A festa acaba de começar para uns poucos e o sonho se encerra para milhares. O Senado aprovou na tarde desta terça-feira o Projeto de Lei (PLC) nº 89/2014 que legitima remoções ilegais para serviços notariais e registrais feitas ao arrepio da Constituição Federal de 1988 e do que já decidiu o CNJ.
“Tudo foi aprovado no tapetão, na Câmara e no Senado. Vimos dois ou três parlamentares em cada casa colocar o projeto embaixo do braço e conduzi-lo à aprovação. Poder econômico e interesses escusos mudam a lei, desconsideram as decisões do Supremo e do dia para noite acabam com o sonho de milhões de brasileiros!” Diz o presidente da ANDECC, Pedro Ivo, ao ver o Senado Federal aprovar o projeto em pouco mais de 6 horas.
Aqueles que se beneficiam das manobras terão muito o que comemorar, pois o hercúleo esforço do Conselho Nacional de Justiça (CNJ) para regularizar os cartórios foi transformado em pó.

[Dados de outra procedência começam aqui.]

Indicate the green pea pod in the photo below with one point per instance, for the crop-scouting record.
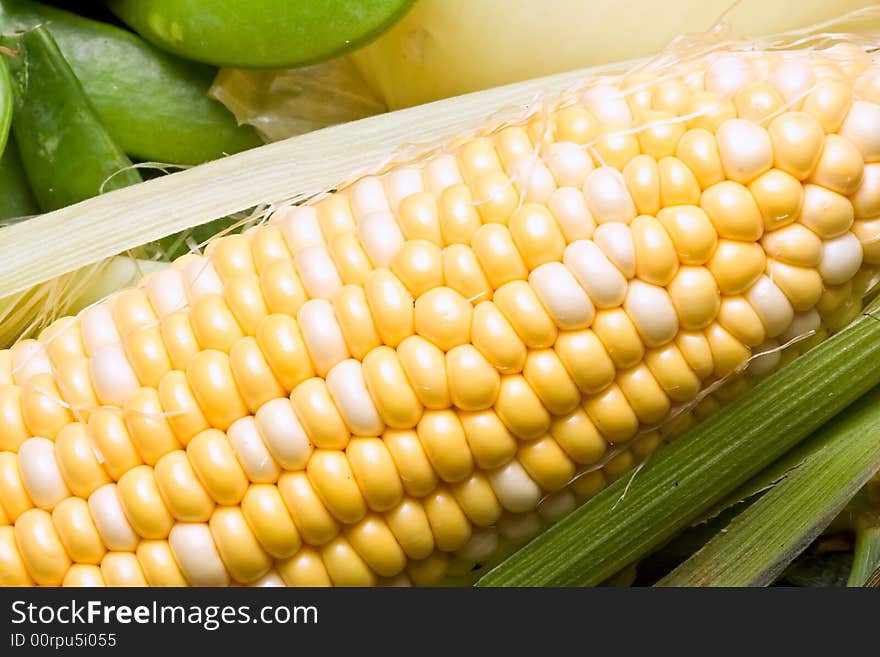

A sociedade e os milhares de advogados que se dedicam ao Concurso Público foram acintosamente ignorados. A resposta do Senado para estes é sinto muito pela sua honestidade, deveria ter se aproveitado da situação, pois sempre damos um jeitinho.
A ANDECC acompanha este e outros Projetos de Lei e de Emendas Constitucionais, mas devido a força com que os interinos vêm agindo no Congresso, em ano eleitoral, atropelou qualquer tentativa de discutir o projeto.
Ao ser convertido em lei, o artigo 18 da Lei nº 8.935/94 passará contar com um parágrafo único com a seguinte redação: “aos que ingressaram na atividade notarial e de registro por meio de concurso público são resguardadas as remoções que obedeceram aos critérios estabelecidos na legislação estadual e na do Distrito Federal até 18 de novembro de 1994.”
Em linguagem bastante simples, o Senado acabou de “legalizar” as remoções sem concurso público de provas e títulos, fato que o Supremo Tribunal Federal reiteradamente tem declarado ilegiítimo. Na prática as permutas ocorridas dentro de uma mesma família (de pai para filho) de um cartório do interior, em regra deficitário, para um cartório maior ou mesmo em capital, milionário, tiveram sua situação regularizada no tapetão.
A conselheira Luiza Cristina Frischeisen, do Conselho Nacional de Justiça, afirmou que esse projeto, contraria a diretriz estabelecida pela Constituição Federal para escolha dos titulares e responsáveis pelos cartórios extrajudiciais.
Não é novidade que o ingresso na atividade notarial e de registro depende de concurso público de provas e títulos. A CF/67 dispunha em seu artigo 197 que as serventias extrajudiciais seriam providas na forma da legislação dos Estados, do Distrito Federal e dos Territórios, observado o critério da nomeação segundo a ordem de classificação obtida em concurso público de provas e títulos. Esse artigo foi acrescentado pela Emenda Constitucional nº 22, de 29 de junho de 1982.
A atual Constituição Federal, manteve a forma de ingresso da cnstituição que a antecedeu, conforme dispõe o § 3º, do artigo 236: o ingresso na atividade notarial e de registro depende de concurso público de provas e títulos, não se permitindo que qualquer serventia fique vaga, sem abertura de concurso de provimento ou de remoção, por mais de seis meses.
Não há motivo digno que justique o descumprimento institucionalizado de uma regra que existe há mais de 30 (trinta) anos. Quem foi removido sem se submeter às regras constitucionais deve ser responsável pela escolha que fez e assumir o risco de ter esse ato desconstituído, como bem fez o CNJ. Repetimos, não é novidade a obritariedade do concurso público de provas e títulos.
Justamente no momento em que estamos prestes a superar o que o Ministro Gilmar Mendes chamou de "herança colonial trágica", e a curar o que Ex-Ministra Ellen Gracie taxou de "metástase institucional no âmbito do próprio Judiciário" (ADI nº 2415), a sociedade sofre esse duro golpe. Os atuais concursos públicos de provas e títulos pelo Brasil afora serão esvaziados, pois os cartórios em disputa deixarão de estar vagos com essa manobra política.